Recommending a low-risk treatment that turns out to be ineffective wastes a modest amount of resources. Delaying a treatment that turns out to be effective may easily kill on a mass scale. But this gross asymmetry in results is not manifested in the decision-maker’s incentives.

So, they inevitably take the safe route of recommending we wait for more information and better quality trials. No one is ever blamed for such a “levelheaded” decision. But in a pandemic, there are no neutral options for decision makers.

This happens time and again. Our analysis of vitamin D is that it is likely highly effective at combating COVID-19. Given its low risk, it should be a top priority for health authorities to ensure no patient is left fighting the disease while being deficient in this essential hormone of the immune system. 

Meanwhile, the US National Institute of Health flounders, proclaiming that “There is insufficient evidence to recommend either for or against the use of vitamin D for the prevention or treatment of COVID-19”. But what is the risk in recommending it, exactly? 

The approach taken by both sides is lethal. Both need to change. 

To ivermectin’s supporters and the FLCCC:  we advise you to stop making overconfident claims on specific drugs. Bold claims such as these may cause people to ignore other effective treatments and they stake all the credibility of a balanced, probabilistic approach on one drug. If that drug turns out to be ineffective, the whole project is undermined. Instead, focus on the strong benefit of a protocol that uses multiple, promising low-risk drugs. 
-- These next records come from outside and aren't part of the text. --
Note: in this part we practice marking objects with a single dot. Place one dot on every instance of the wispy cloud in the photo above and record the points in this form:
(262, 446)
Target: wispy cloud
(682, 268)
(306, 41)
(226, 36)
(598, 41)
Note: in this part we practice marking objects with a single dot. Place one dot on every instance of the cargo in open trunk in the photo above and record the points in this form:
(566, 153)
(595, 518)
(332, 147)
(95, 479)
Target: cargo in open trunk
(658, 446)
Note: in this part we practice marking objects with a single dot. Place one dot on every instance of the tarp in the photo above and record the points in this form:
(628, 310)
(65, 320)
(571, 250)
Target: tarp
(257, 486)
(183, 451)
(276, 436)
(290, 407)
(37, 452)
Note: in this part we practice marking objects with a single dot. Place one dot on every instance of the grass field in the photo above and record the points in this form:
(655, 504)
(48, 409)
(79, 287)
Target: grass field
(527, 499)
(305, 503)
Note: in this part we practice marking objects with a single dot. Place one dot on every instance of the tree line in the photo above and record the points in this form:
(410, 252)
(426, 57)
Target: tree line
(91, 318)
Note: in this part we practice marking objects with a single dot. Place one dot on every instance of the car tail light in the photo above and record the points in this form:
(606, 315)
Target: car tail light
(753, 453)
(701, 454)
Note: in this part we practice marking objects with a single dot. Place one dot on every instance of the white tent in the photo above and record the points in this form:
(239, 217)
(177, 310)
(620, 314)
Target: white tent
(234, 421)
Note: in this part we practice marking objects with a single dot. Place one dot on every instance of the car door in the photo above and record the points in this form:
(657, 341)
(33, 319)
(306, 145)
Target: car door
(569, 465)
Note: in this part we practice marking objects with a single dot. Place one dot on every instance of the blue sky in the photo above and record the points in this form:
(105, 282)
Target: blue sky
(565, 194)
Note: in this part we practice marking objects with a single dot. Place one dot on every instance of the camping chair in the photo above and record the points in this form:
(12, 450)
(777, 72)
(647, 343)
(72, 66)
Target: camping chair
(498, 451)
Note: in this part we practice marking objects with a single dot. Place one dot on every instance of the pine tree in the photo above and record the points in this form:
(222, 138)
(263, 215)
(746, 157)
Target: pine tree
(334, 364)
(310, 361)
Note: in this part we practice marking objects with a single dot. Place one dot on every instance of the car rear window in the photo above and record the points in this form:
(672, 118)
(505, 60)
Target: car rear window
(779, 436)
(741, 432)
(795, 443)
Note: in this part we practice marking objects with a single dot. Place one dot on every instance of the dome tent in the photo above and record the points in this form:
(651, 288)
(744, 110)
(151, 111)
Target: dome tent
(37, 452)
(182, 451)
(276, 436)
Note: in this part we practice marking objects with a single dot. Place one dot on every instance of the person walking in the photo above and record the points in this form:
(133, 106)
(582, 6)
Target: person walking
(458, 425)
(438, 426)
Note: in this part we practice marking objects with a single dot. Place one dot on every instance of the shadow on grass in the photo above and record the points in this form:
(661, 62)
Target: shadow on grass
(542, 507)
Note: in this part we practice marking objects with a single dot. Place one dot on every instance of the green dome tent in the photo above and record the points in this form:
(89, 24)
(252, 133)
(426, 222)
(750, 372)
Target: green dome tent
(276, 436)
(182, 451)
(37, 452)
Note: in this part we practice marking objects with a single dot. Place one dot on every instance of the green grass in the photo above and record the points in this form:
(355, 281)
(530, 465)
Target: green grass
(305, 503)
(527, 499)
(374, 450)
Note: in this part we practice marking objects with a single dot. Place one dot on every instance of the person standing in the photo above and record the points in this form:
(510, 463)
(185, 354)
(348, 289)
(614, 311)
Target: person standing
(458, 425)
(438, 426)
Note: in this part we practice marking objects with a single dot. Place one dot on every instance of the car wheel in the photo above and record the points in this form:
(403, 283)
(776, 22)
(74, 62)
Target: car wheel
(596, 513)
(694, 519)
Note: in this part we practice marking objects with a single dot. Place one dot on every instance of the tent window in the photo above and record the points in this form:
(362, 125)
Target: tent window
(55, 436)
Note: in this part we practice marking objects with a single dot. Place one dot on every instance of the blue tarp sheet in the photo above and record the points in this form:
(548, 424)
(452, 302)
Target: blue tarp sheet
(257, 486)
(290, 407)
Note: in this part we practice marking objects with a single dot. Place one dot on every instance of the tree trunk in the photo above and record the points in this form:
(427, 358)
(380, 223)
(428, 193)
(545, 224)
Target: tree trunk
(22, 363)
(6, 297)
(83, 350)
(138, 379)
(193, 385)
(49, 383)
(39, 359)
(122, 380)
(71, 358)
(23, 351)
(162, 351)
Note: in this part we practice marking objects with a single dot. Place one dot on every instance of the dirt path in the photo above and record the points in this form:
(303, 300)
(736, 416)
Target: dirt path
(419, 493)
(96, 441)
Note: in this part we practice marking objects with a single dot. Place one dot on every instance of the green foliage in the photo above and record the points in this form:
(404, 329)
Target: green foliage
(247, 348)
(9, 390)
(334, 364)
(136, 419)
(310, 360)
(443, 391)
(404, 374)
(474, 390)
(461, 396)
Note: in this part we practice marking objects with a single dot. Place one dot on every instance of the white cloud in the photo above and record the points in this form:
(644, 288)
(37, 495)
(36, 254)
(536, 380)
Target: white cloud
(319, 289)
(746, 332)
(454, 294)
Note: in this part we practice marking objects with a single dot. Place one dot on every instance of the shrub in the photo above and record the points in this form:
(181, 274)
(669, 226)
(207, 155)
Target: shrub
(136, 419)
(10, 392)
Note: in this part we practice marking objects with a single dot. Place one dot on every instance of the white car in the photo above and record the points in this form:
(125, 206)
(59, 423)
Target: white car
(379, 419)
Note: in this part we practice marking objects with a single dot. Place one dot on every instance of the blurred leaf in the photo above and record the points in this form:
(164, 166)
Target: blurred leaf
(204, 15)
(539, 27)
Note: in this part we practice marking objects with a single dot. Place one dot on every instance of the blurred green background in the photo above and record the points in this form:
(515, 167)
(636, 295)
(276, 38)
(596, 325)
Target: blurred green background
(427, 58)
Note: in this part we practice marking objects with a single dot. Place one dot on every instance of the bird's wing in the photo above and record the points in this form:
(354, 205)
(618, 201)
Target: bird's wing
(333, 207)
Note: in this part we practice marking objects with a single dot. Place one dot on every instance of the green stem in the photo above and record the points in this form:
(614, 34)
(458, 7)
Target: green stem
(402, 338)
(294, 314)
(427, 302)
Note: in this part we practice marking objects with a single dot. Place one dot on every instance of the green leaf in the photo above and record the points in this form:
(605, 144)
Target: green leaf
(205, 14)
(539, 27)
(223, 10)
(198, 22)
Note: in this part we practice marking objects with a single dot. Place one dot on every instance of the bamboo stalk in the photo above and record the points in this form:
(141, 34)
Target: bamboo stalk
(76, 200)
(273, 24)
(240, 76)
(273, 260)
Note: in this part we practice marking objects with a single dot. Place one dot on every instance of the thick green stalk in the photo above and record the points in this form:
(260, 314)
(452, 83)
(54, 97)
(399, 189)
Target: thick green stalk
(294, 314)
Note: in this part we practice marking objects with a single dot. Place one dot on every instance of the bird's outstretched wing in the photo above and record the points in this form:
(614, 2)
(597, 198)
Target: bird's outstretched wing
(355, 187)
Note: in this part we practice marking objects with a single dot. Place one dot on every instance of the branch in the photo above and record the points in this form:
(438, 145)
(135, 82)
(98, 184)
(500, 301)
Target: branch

To the skeptics: finding flaws in clinical trials is important and necessary work. But it’s more important to help fix the system so that conducting high quality trials on cheap, repurposed treatments becomes highly profitable. And in the meantime, remember not every flaw means a trial is useless. Help identify promising signals within imperfect trials that indicate the probable efficacy of low-risk treatments, and push for their immediate adoption, so the Fluvoxamine disaster is not repeated. 

The ever-present culture war around who is right and the rigid approach maintained by each side is killing people. Please stop.